Replay du vendredi 25 septembre 2020

Cinq ans sous terre, épisode n°5 : l'addition (affaire Anouar Zehti)

Une mystérieuse disparition, en septembre 2010, d’un jeune homme habitant Orthez. Les gendarmes privilégient l’hypothèse d’un meurtre crapuleux, sans véritable preuve. C’est en mai 2015, soit 5 longues années plus tard, que la vérité éclate au grand jour.

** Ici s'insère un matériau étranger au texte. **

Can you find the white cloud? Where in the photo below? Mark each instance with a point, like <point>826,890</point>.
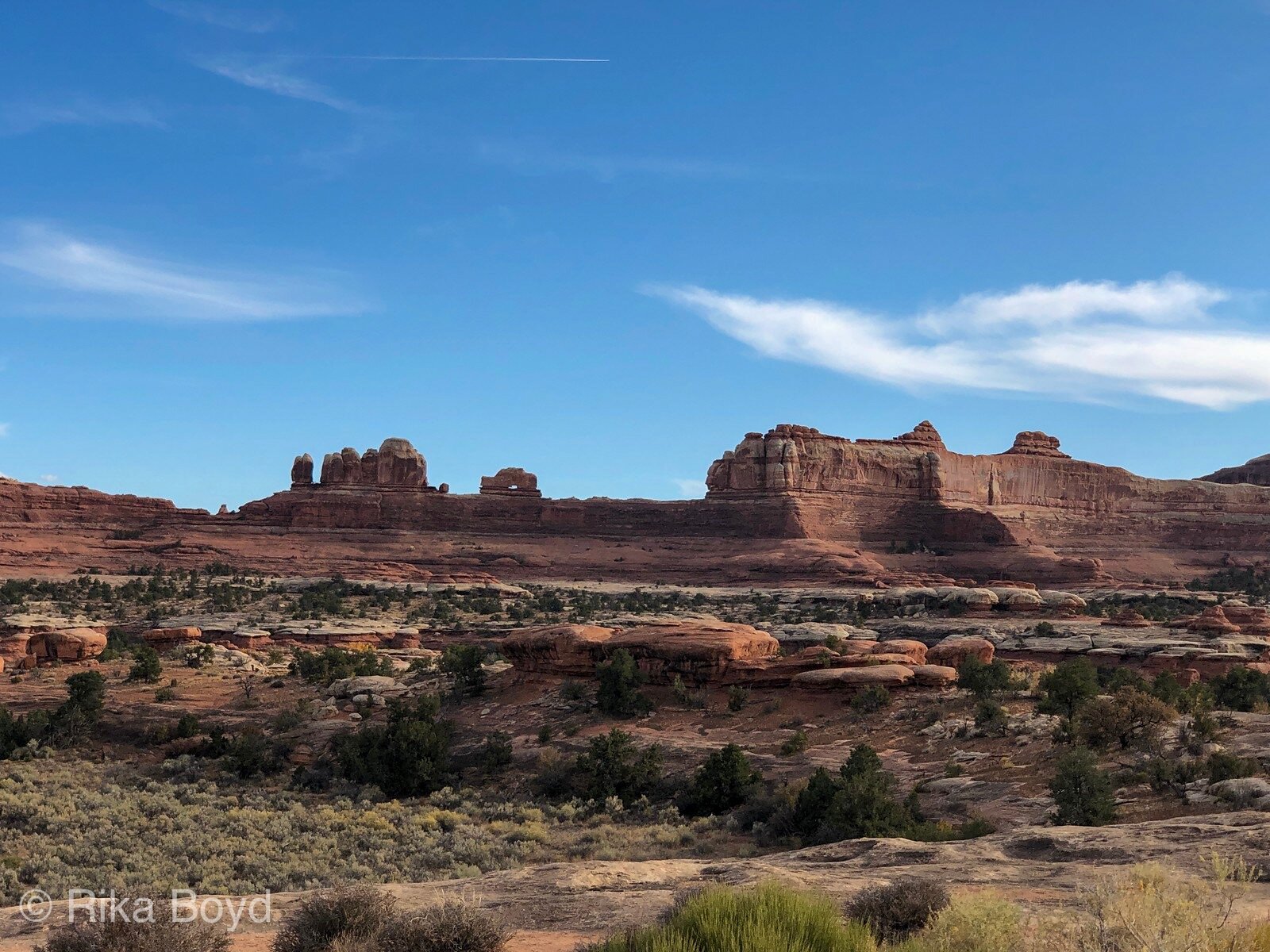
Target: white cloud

Christian Bodei condamné en mars 2018 par la Cour d’Assises
Christian Bodei condamné en mars 2018 par la Cour d’Assises © Getty - Chris Ryan

Vendredi 22 Mai 2015, David Winkler pleure à chaudes larmes dans le bureau du juge d’instruction. Ravagé par ce lourd secret qu’il aura enfoui cinq années durant, il passe enfin aux aveux : ce dimanche 12 septembre 2010, lui et son ami, Christian Bodei, avaient rendez-vous avec Anouar Zehti au stade du village de Lendresse. L’endroit est calme. Il est 17h. Anouar arrive au volant de son véhicule. Il vient chercher le solde de sa créance de stupéfiants. David lui remet la moitié de la somme. Agacé, Anouar explose de colère à tel point qu’il aurait brandi un couteau, joignant le geste à la parole. Soudain, une détonation retentit. C’est Christian qui a tiré. Planqué dans un buisson, armé de son fusil de chasse, Bodei l’a tué d’une balle en pleine poitrine. Anouar a été achevé d’une seconde balle à la tête. Les 2 hommes l’ont ensuite chargé dans le coffre de sa voiture, avant de l’enterrer dans un sous-bois, près de la ferme des parents du tueur

Le soir-même, les gendarmes et le juge prennent la route de Lendresse, à la recherche du corps d’Anouar Zehti. A l’endroit que David a désigné, les enquêteurs exhument les restes du malheureux enfoui sous la terre. Anouar a reposé là, cinq années durant, dans ce sous-bois éloigné de tout. Le meurtrier présumé, Christian Bodei, est interpellé le lendemain. Il proteste et se dit innocent. Les accusations de son comparse ne seraient qu’une fable. Mais, deux éléments de preuve l’accablent : son fusil de chasse est l’arme qui a servi à l’exécution. Et surtout, Bodei a eu la langue trop bien pendue. En 2011, il avouait à deux jeunes femmes être le meurtrier. Hélas, la confidence a fini par remonter à la surface. En mars 2018, la Cour d’Assises juge ces deux accusés au profil bien sous tous rapports : 16 ans de prison pour le tueur, 15 pour son comparse. C’est ainsi : tôt ou tard, Dame Justice finit toujours par présenter l’addition.